Friday, February 28, 2014

Cole Wyeth.

I don't know how it happened, but somehow my baby is going to be 6 months old next week.


It's been without question the fastest 6 months of my entire life.  A blink.


We are getting to a real nice little groove now, a comfortable family of four.  Things are coming more naturally.

A trip to the grocery store with two little ones now feels like just another errand instead of a marathon requiring days of mental preparation.  Dinner and bath and books and bedtime is now my favorite time of day instead of the most stressful. 

I couldn't imagine what life would be like with Cole, and now I can't imagine what life would be like without him.  Actually, more accurately, I can't even remember what life was like before him.  At the time I must have felt busy but surely it was boring by comparison.


Finn gets a lot of facetime on the blog because of autism and the battles he fights, but I had to stop and give Cole a little credit.  Because even in his tiny little 6 months body, he is just the biggest and best most ardent supporter and lover of all things, especially his family. 
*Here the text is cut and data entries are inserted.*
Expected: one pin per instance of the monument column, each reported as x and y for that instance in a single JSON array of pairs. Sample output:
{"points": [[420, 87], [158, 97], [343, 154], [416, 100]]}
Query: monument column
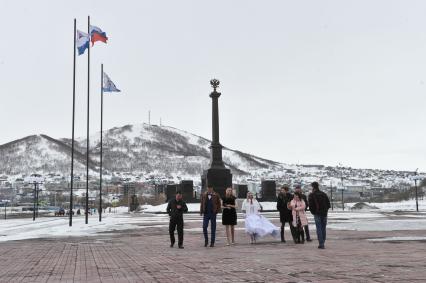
{"points": [[217, 176], [215, 147]]}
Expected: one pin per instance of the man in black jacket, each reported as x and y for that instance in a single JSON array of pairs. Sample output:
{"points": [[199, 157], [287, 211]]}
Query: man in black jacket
{"points": [[284, 197], [306, 227], [319, 205], [175, 209]]}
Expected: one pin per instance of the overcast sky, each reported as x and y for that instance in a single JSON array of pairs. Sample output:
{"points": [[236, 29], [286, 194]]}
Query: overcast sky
{"points": [[309, 82]]}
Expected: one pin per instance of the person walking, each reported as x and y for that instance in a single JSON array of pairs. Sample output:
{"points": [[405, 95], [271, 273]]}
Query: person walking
{"points": [[229, 215], [175, 209], [209, 207], [284, 197], [297, 206], [319, 204], [256, 225], [305, 199]]}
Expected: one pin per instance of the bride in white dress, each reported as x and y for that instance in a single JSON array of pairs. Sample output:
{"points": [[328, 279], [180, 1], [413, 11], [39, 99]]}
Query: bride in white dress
{"points": [[257, 225]]}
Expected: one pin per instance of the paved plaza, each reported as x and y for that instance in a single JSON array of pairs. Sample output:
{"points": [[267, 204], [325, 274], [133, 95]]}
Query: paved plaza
{"points": [[143, 255]]}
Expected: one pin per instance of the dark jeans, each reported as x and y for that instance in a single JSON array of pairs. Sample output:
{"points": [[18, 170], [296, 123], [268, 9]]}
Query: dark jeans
{"points": [[282, 230], [299, 235], [308, 236], [212, 218], [321, 224], [176, 221]]}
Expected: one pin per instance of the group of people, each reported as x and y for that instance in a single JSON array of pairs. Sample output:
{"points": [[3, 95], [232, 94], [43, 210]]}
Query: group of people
{"points": [[292, 208]]}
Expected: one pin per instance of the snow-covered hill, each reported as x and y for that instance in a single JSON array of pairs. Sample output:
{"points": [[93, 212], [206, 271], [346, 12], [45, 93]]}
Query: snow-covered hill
{"points": [[139, 149], [142, 150], [38, 153]]}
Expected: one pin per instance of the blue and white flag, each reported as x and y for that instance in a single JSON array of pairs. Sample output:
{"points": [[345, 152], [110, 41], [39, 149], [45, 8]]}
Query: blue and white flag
{"points": [[82, 42], [109, 86]]}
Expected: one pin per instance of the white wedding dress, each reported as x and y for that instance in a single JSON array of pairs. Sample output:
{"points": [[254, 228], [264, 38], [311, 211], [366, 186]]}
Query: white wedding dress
{"points": [[256, 224]]}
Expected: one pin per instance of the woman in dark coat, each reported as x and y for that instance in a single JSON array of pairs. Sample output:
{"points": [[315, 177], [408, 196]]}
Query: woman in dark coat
{"points": [[284, 198], [229, 215]]}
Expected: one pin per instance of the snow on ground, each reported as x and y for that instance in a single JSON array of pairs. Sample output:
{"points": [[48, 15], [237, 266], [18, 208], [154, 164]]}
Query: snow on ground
{"points": [[120, 219], [407, 205], [387, 239]]}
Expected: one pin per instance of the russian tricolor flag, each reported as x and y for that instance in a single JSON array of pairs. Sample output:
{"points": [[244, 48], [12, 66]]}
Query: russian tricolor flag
{"points": [[82, 42], [96, 34]]}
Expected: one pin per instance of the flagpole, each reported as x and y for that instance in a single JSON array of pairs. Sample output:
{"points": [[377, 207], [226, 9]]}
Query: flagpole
{"points": [[102, 114], [73, 118], [88, 116]]}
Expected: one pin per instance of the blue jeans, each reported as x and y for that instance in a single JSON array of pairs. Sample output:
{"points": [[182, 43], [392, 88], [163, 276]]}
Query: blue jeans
{"points": [[212, 218], [321, 224]]}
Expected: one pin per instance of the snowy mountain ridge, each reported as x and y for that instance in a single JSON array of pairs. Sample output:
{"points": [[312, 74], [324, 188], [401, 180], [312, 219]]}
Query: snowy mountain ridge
{"points": [[143, 149]]}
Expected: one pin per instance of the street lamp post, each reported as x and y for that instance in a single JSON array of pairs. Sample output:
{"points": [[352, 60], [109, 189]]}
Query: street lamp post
{"points": [[415, 184], [36, 190], [34, 195], [5, 201]]}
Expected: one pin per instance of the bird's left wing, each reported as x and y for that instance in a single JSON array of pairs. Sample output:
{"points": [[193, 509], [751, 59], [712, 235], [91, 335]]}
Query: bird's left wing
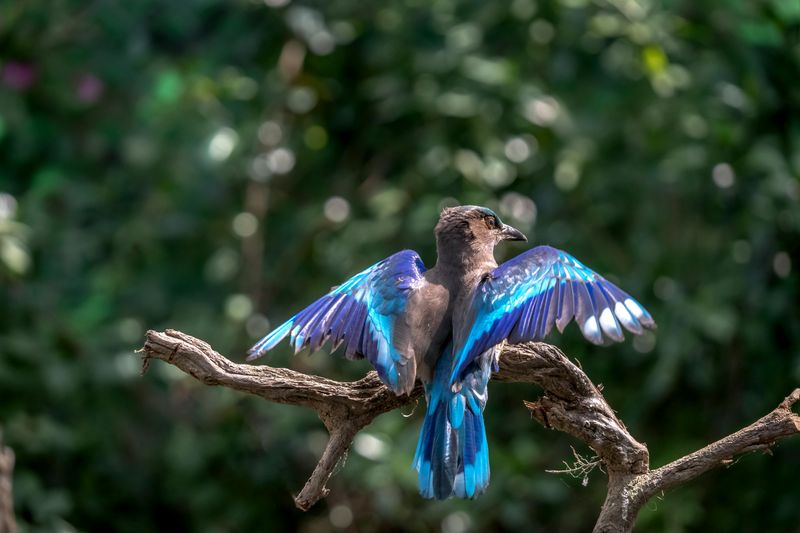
{"points": [[360, 314], [524, 297]]}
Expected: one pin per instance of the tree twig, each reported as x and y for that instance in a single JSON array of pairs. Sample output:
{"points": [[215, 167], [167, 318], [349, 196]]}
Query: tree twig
{"points": [[8, 523], [571, 403]]}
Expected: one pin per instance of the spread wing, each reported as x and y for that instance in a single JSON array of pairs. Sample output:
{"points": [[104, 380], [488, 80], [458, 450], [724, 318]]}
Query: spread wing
{"points": [[361, 314], [524, 297]]}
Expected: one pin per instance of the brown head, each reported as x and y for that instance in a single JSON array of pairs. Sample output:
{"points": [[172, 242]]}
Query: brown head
{"points": [[469, 233]]}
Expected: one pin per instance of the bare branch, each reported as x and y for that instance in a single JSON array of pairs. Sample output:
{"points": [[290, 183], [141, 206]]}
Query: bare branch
{"points": [[571, 403], [760, 435], [8, 523], [628, 492]]}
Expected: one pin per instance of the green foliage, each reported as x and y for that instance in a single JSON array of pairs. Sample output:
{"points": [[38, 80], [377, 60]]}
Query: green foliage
{"points": [[213, 166]]}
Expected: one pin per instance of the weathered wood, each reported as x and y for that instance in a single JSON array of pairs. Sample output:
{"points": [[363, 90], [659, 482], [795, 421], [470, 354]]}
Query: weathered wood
{"points": [[571, 403]]}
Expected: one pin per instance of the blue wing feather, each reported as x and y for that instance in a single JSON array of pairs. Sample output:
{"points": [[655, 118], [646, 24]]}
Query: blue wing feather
{"points": [[522, 299], [360, 314]]}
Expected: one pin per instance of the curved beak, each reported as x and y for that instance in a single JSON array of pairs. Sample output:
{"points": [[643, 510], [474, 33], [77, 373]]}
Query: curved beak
{"points": [[508, 233]]}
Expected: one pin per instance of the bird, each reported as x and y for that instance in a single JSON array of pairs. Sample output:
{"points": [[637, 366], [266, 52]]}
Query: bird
{"points": [[446, 326]]}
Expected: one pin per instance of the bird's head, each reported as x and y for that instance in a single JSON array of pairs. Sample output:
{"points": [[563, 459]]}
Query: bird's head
{"points": [[473, 227]]}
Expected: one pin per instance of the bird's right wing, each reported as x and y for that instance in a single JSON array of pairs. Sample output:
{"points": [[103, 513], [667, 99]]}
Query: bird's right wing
{"points": [[361, 314], [522, 299]]}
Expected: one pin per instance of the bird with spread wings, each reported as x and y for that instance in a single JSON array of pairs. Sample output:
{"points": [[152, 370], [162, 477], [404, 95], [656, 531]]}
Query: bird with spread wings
{"points": [[445, 325]]}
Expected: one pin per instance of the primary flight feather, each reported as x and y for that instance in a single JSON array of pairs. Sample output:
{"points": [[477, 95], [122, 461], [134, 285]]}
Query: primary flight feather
{"points": [[445, 325]]}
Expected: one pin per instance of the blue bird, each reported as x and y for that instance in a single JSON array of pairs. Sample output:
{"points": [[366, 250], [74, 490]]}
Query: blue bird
{"points": [[446, 326]]}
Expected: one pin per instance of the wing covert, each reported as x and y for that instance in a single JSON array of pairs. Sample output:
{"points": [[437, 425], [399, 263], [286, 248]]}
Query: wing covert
{"points": [[359, 314], [522, 299]]}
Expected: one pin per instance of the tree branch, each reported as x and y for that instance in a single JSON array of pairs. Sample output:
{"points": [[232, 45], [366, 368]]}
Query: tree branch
{"points": [[8, 523], [571, 403]]}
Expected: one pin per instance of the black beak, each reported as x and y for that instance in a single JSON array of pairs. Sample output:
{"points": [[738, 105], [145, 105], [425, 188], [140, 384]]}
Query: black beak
{"points": [[508, 233]]}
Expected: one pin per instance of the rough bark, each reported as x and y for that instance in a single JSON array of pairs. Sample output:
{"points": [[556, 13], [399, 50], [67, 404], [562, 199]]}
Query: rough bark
{"points": [[7, 522], [571, 403]]}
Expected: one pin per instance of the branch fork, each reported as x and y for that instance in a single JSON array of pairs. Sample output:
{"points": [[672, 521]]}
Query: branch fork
{"points": [[571, 403]]}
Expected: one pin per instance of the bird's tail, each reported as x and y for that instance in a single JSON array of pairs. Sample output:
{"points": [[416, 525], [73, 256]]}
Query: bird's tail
{"points": [[452, 456]]}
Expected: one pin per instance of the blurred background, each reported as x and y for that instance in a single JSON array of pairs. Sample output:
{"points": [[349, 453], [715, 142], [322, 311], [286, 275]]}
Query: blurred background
{"points": [[213, 166]]}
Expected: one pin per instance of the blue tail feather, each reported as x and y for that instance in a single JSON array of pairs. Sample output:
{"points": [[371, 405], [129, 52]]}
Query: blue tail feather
{"points": [[452, 456]]}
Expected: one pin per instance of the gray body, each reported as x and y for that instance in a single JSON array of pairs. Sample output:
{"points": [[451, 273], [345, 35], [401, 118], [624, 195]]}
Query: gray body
{"points": [[439, 309]]}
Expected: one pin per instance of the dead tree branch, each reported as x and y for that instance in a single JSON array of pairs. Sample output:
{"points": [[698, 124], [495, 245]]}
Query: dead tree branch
{"points": [[7, 522], [571, 403]]}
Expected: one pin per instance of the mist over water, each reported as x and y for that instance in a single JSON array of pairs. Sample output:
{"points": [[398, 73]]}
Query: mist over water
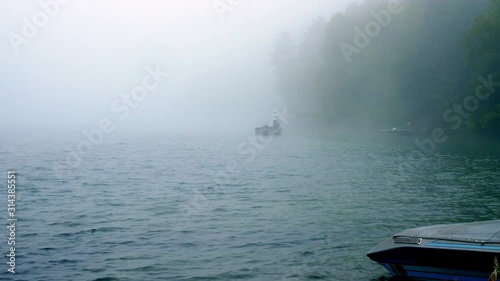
{"points": [[131, 128]]}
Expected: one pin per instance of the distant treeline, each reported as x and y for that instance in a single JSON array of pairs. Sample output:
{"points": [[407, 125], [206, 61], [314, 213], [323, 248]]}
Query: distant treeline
{"points": [[389, 63]]}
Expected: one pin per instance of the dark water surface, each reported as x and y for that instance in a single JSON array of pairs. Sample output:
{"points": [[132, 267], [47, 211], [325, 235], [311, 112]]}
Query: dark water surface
{"points": [[224, 208]]}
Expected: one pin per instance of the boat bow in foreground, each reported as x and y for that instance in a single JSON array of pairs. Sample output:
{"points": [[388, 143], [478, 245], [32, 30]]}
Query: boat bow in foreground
{"points": [[459, 252]]}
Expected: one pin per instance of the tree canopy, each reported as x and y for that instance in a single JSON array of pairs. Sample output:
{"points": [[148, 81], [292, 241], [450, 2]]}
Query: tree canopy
{"points": [[386, 63]]}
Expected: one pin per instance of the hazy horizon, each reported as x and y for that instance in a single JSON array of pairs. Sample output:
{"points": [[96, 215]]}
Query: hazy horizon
{"points": [[77, 66]]}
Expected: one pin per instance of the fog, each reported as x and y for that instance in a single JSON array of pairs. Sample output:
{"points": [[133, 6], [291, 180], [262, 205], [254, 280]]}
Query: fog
{"points": [[77, 66]]}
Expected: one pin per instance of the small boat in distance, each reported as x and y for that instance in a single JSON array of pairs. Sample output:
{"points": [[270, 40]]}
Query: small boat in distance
{"points": [[268, 131], [274, 130], [461, 252]]}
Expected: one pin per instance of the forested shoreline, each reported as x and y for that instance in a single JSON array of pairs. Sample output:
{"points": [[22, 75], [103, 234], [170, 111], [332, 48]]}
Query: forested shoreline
{"points": [[393, 63]]}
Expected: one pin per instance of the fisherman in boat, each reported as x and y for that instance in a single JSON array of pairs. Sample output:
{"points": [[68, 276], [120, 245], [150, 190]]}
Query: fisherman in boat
{"points": [[275, 120]]}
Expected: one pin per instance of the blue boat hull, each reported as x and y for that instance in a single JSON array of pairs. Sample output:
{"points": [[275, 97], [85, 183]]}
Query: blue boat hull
{"points": [[441, 252]]}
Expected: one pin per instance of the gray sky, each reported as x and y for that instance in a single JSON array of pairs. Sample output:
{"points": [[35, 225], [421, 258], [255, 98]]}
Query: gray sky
{"points": [[82, 58]]}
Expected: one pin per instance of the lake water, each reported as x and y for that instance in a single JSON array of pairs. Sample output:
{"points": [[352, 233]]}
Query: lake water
{"points": [[296, 207]]}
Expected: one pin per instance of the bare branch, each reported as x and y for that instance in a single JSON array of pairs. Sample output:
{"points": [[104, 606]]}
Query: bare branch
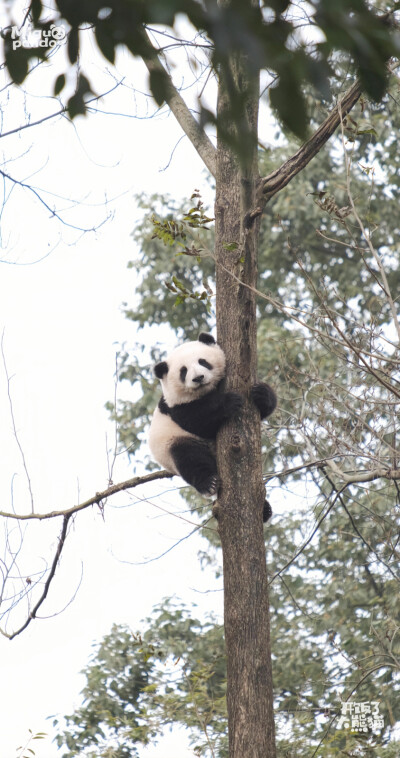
{"points": [[279, 178], [32, 615], [24, 464], [97, 499]]}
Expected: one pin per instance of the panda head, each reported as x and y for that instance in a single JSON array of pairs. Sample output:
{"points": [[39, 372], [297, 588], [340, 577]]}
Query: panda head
{"points": [[191, 371]]}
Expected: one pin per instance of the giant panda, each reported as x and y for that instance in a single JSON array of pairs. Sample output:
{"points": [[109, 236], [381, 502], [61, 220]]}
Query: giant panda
{"points": [[193, 408]]}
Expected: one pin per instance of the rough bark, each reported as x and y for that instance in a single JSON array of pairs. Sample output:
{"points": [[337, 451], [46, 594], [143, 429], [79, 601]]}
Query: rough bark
{"points": [[241, 495]]}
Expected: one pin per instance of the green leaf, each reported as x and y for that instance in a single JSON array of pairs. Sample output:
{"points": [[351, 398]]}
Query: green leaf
{"points": [[105, 40]]}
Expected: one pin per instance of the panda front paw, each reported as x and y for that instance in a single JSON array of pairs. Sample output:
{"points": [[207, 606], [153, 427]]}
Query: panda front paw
{"points": [[209, 486], [267, 511], [264, 398], [233, 403]]}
He is smiles easily and laughs contagiously... 
Finn has already learned how to steer guests and family members, even friendly strangers, away from him and over to Cole.  "Here look at my baby brother he's the face of our campaign"  he seems to say as he grabs their hand and puts it on baby Cole matter-of-factly before he gets back to whatever business he'd rather be involved in. 


Cole is always happy to oblige.  He squeals, he drools, his eyes dance and he makes you feel like a million bucks.  He is a baby's baby.  His armpits are so ticklish that you can't change his undershirt without a full on giggle fest.  He makes the mundane magical.


He is absolutely infatuated with Finn. 
My favorite new thing is going in to get Finn out of bed together in the morning, and Cole's whole body just lights up. 
His smile shoots through his toes. 
I tuck him into bed with Finn and he stares at him with the biggest eyes, waiting and hoping for some kind of validation from his big brother...
and Finn will tuck his head into the pillow bashfully, but ever so quietly reach for Cole's hand. 
And they'll lay there together holding hands until I whisk them up into the morning.


Cole, you bring joy into each of our lives in a "my cup runneth over" kind of way. 
You are all things bright and beautiful.
You are my rose colored glasses.

I am so grateful that I get to be your mommy.